The person driving the car should not be opening packages while driving. Wouldn't that be the reason for the accident? So it is still the criminal's fault.
-- ssoorrrryy,, dduupplleexx sswwiittcchh oonn.. -Quote found on actual fortune cookie.
No, you don't have to bring race into it, and sure, there are a lot of white criminals out there. This video did, however, make me think of a conversation I had recently which went something like:
"The fact that African Americans are so heavily overrepresented in police shootings is proof that the whole system is racist!"
"Well sure, they're overrepresented per capita, but that's because they tend to commit more violent crime per capita as well. What do you want the police to do; ignore black criminals?"
"They don't commit more crime per capita; they're just targeted by police more so that it looks like they do!"
At which point I shook my head and walked away. A large number of SJWs think this way, and I could totally see them trying to explain away the huge percentage of black thieves in this video as "targeting" or something equally silly.
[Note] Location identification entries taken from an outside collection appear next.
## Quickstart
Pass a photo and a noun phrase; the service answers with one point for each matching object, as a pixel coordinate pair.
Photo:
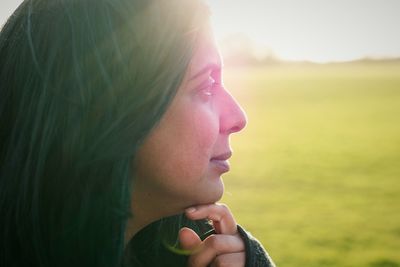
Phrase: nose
(232, 117)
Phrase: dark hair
(82, 82)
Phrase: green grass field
(316, 173)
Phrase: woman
(114, 134)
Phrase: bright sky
(315, 30)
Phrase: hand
(225, 248)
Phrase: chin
(212, 194)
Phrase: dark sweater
(147, 251)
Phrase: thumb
(189, 239)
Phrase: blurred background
(315, 175)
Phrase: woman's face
(181, 161)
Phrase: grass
(315, 174)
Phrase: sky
(313, 30)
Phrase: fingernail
(191, 209)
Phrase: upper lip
(223, 156)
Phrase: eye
(207, 89)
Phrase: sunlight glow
(314, 30)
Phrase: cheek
(179, 148)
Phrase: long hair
(82, 82)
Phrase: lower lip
(222, 165)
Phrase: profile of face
(181, 161)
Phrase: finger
(214, 246)
(231, 260)
(189, 240)
(221, 216)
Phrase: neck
(146, 209)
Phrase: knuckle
(221, 262)
(213, 241)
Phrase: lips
(221, 161)
(224, 156)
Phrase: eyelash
(208, 88)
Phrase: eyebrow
(207, 68)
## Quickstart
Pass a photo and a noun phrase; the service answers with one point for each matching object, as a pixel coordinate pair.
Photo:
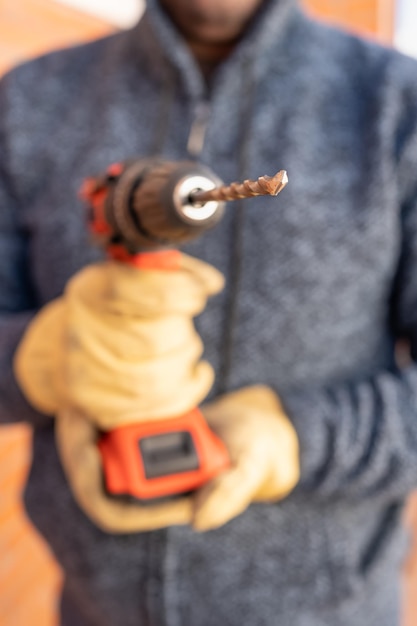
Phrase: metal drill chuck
(151, 205)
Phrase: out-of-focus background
(29, 577)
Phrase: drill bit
(264, 186)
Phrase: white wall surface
(122, 13)
(406, 27)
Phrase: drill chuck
(147, 204)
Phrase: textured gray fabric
(320, 284)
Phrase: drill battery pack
(161, 459)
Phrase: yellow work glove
(117, 348)
(264, 454)
(120, 345)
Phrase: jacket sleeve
(359, 439)
(17, 302)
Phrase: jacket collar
(157, 36)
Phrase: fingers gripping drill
(141, 211)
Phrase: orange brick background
(29, 578)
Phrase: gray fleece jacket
(320, 285)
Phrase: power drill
(140, 211)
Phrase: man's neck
(209, 56)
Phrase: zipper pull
(198, 129)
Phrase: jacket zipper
(197, 135)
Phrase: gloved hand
(120, 345)
(264, 453)
(262, 445)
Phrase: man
(320, 287)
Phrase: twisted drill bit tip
(264, 186)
Blacks and whites smoke marijuana at about the same rate per capita.
Blacks are 300% more likely to go to jail for marijuana possession.
The fact that there are more blacks in jail for having weed despite whites and blacks having the same use rate shows that there is an imbalance in the system that is prejudiced against blacks. Kind of like how you so clearly are.
I say this as someone who has never smoked weed and doesn't particularly like blacks.
Blacks are 300% more likely to go to jail for marijuana possession.
That's basically nonsense. This particular propaganda talking point is brought to you by people who want you to believe that millions of minorities are going to jail just for having a bit of weed on them. In reality most convictions for marijuana possession happen simultaneously with convictions for other crimes. So when home-boy robs a convinience store, then gets put away for robbery plus having some weed on him, these clowns count him as a poor innocent victim arrested for possession.